DirecTV’s campaign involved targeting current and potential customers with “a very sticky commercial -- one of those that you hear once and it doesn’t leave your mind.” The goal was to generate dialogue between subscribers and their nonsubscribing friends. “We were able to position our own customers as brand ambassadors,” Lugo-Struthers said.

Messana showed off a promotion for AdConexión L.A., which sells access to 44 networks in a market housing 18% of the U.S. Hispanic population. Created by Adlink, the promo was basically a bilingual metal box containing market information for advertisers and the AdConexión logo. The tactic won awards from both the National Association for Multi-Ethnicity in Communications and the Cable & Telecommunications Association for Marketing.

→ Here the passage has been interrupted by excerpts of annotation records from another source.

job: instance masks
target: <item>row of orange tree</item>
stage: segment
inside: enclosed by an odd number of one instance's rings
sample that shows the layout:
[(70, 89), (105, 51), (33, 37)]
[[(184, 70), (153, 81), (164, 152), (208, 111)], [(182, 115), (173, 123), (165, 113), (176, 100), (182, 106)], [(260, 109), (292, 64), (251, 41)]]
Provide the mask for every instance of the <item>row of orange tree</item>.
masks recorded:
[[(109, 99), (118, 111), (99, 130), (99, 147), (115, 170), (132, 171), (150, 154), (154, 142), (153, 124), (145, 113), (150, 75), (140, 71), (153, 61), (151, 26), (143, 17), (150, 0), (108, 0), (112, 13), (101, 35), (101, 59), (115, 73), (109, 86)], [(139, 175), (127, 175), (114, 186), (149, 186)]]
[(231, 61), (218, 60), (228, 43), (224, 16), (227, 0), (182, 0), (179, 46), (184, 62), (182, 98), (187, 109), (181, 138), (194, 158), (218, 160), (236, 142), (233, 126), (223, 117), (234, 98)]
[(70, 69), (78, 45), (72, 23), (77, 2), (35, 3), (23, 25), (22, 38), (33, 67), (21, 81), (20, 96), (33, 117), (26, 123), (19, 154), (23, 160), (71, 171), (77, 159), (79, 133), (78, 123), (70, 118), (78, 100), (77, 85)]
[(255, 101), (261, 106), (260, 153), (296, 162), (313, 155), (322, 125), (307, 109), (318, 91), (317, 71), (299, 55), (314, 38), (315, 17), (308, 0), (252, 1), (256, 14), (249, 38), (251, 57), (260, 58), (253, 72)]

Moving on from promotional materials, moderator Joe Schramm asked whether one channel, as opposed to a package, could capture major revenues in the Hispanic market.

Franco sided with the package. “It’s like a mall,” she said. “If you were going to promote an entire mall, would you show one store?” Lugo-Struthers agreed, favoring packages that recognized localism and a variety of backgrounds and linguistic preferences.

Yet Contado still favored the specific, targeted approach of English-dominant programming, saying, “60% of the U.S. Latino population is U.S.-born.” He clarified later: “Not that there’s no room for Spanish-language programming, but our specific target market is English-speaking.”

The panel closed with a discussion among providers about whether separate budgets were still necessary for the Hispanic market, as opposed to incorporating them within general advertising budgets. Both Franco and Lugo-Struthers said they maintained separate budgets.